Keeping lists is a basic necessity if you want to accomplish anything substantial. Here are the 12 most important types of lists that you need in order to get things done. At the end of this post, I have included a bonus tip on list applications.
Why you should keep at least 12 types of lists
If you ask me, 12 lists are not enough but it’s a good start. Most people keep too few lists – if they keep lists at all. I think the below statement by David Allen, the founder of the Getting Things Done methodology, says it all.
“Your mind is for having ideas, not holding them.”
– David Allen
The purpose of maintaining several types of lists is to have clearly defined parking spaces for your ideas and to-do items. This makes it easy to quickly add new items to a list, and easy to find what you are looking for when you need it.
1. List of goals
What do you want in life? What’s your career ambition? Do you want to work in another business, or in another country? Want to get married and have kids? Want to retire early?
This is the list of things to stretch for. This is the list of things that require long-term planning and hard work. Don’t be afraid to put things on this list. It’s not like this is a permanent list with a limited number of spaces.
You should review this list at least every sixth month.
2. Contacts list
I’m surprised by the number of people around me who have, at some point in time, lost all phone numbers and other information on friends and colleagues just because their phone or computer was lost or stolen.
I treat contact information as valuable data. This means that I regularly back up my phone using Jotta Cloud, besides using Google Contacts as my sync hub between my phone and my computers.
There are a lot of ways to synchronize contacts from Facebook and LinkedIn with your Google Contacts. It may take you a few minutes to do this, and even if you end up doing this manually, I think it is worth the time just because you get pictures to go with your contacts.
For Facebook, you can do this manually, but I would recommend using Sync.ME.

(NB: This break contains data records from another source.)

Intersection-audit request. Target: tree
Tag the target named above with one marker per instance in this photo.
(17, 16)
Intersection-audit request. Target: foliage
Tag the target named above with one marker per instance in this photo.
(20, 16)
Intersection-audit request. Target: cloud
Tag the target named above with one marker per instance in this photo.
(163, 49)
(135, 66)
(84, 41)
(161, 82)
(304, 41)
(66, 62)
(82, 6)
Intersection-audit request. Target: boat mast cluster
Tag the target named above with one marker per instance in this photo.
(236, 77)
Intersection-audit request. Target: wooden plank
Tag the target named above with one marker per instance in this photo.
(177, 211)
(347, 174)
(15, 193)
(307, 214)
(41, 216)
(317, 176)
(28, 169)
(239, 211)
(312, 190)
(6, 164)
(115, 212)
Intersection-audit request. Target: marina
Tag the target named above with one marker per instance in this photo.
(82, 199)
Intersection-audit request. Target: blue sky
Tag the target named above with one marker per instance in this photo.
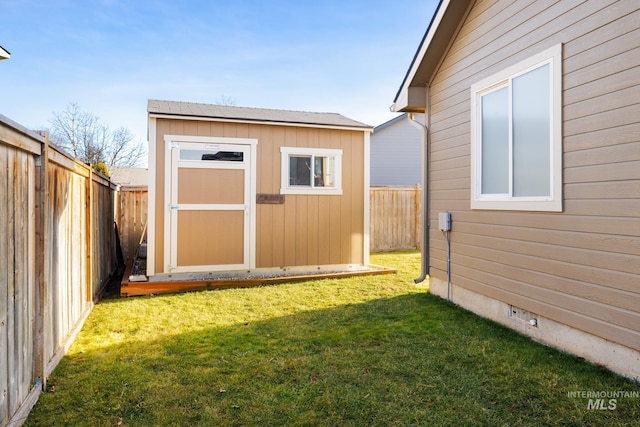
(110, 56)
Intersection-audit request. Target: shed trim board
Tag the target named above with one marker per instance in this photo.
(151, 214)
(247, 207)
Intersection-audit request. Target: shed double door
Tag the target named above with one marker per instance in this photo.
(210, 211)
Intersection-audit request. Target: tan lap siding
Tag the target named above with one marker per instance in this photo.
(582, 266)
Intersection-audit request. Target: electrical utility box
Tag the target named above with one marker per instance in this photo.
(444, 221)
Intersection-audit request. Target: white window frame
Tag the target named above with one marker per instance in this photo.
(287, 152)
(553, 202)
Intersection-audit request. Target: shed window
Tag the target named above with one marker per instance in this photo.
(516, 136)
(211, 155)
(311, 171)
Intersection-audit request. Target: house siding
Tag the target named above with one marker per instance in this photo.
(579, 267)
(306, 230)
(396, 154)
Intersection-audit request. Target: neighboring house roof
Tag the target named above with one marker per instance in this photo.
(129, 176)
(390, 122)
(444, 24)
(258, 115)
(4, 54)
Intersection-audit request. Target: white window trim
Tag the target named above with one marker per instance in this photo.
(552, 203)
(285, 188)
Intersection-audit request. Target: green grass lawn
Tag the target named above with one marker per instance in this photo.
(375, 350)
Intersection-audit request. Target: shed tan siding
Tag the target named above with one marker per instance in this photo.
(306, 229)
(580, 267)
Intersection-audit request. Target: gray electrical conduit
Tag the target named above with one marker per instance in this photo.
(425, 196)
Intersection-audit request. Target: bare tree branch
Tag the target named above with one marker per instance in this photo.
(82, 135)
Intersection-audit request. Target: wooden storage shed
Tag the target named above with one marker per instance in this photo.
(236, 189)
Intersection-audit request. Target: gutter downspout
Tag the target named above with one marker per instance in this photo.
(425, 185)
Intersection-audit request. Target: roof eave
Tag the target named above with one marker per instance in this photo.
(363, 128)
(411, 97)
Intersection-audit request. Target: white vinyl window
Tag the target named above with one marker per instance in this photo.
(516, 136)
(311, 171)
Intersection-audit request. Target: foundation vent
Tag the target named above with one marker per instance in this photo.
(517, 313)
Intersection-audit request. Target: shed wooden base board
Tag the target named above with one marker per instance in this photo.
(128, 288)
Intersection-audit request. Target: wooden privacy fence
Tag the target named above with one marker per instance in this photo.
(394, 219)
(131, 215)
(57, 252)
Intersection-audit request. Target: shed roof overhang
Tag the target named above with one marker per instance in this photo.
(4, 54)
(411, 96)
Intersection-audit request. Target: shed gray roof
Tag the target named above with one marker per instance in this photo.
(245, 114)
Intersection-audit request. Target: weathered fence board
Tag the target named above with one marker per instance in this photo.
(131, 215)
(16, 278)
(57, 250)
(394, 218)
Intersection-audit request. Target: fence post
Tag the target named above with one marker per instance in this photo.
(41, 262)
(89, 233)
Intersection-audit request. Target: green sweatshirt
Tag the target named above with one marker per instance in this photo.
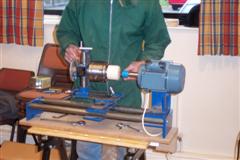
(116, 33)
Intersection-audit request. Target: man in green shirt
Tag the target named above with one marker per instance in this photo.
(121, 32)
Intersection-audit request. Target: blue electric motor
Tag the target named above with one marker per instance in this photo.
(160, 76)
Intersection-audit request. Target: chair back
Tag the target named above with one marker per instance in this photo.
(14, 80)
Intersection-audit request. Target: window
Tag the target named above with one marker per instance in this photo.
(54, 6)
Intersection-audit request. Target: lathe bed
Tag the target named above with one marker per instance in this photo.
(105, 132)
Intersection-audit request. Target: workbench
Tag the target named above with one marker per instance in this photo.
(104, 132)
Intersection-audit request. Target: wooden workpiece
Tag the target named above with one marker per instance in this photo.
(105, 132)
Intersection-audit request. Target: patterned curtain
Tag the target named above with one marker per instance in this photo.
(21, 22)
(219, 28)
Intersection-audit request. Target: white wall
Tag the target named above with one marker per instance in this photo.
(209, 106)
(208, 109)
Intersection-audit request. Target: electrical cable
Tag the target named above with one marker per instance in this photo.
(237, 147)
(145, 103)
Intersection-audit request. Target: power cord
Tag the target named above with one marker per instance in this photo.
(237, 148)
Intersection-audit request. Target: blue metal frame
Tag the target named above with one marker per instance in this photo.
(161, 101)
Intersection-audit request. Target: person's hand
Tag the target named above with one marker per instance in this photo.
(72, 52)
(134, 67)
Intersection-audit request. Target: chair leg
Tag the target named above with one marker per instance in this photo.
(12, 132)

For LinkedIn, you can also use Sync.ME, but I prefer to just follow LinkedIn’s instructions on how to set this up in their app.
3. Task list / To do list
I have written a lot about task lists. Of course, I would recommend you to use the GTD methodology, but even if you don’t do that, a task list is better than no task list.
In the below blog post, I give some advice on how to improve your to-do list or task list.
4. Waiting for list
This is a useful list for anyone who is delegating work or is dependent on input from others to get work done. The simple act of following up on people who have not responded to your emails not only make sure that you get what you need but also shows that you have control.
5. List of books to read / Movies to see
Whenever you hear about a good book or see a trailer for a movie that you would like to see, put it on a dedicated list. The same goes for theatre plays or comedy shows and concerts. After I started to have a dedicated list for this, I feel that I’m able to experience the things I want to experience instead of ending up with what Netflix recommended or what was at the top of the list in the in-flight entertainment system.
6. The perfect gift list
How often do you struggle to find a gift for a person? Have you sometimes found a thing in a store that would be perfect for a person that you know, but just left the store thinking that you should go back when it’s closer to Christmas or the person birthday? With a gift list, you can make sure that you have the information when you need it.
7. Ideas list
Sometimes you have a really good idea. It can be how to solve a problem at work, or how to improve the toaster. It does not matter if it’s a million dollar idea or an idea about how to build a bench around the tree in the garden.
The idea (pun intended) behind this list is to create a place that you can access quickly to be able to document the idea before it is lost due to the “buy cat food” reminder on your phone.
8. List of food and drinks to try
I have always done my very best to try to jot down the name of a good vine or spirit. Lately, that has become a lot easier, thanks to apps like Vivino and Ginventory. For everything else, I use Evernote.
9. Bucket list
Your bucket list should be a list of things you want to do before you die. Like “visiting China” or seeing your favorite artist live. This is a list of things you are actually planning to do.
10. Someday/maybe list
Unlike your Bucket list, your someday/maybe list should consist of things that you maybe consider doing someday. The whole point with this list is to store the link to that sky-diving class you found online or that great article on how to get started as a vine collector.
11. Packing list
One of my favorite types of lists is the packing list. Technically I have several lists which I combine into one long list. The content of the final list is dependent on where I’m going, what type of travel (work or vacation) and the length of my stay.
12. Grocery list
Having a dedicated grocery list, and having the discipline to add “oranges” to the list when you take the last one out of the fridge is one of those things that can remove a lot of friction in your life. I have earlier mentioned Listonic, which is my dedicated app for shopping lists.
What’s the best list tool
I would say that for everything except vine, gin, and groceries, Todoist is probably the best list tool on the market. It is flexible enough to allow you to make different types of lists and has a ton of integration with other tools. I use Todoist for everything from managing big projects to my Someday/maybe list and packing list for traveling. For notes and information, I use Evernote.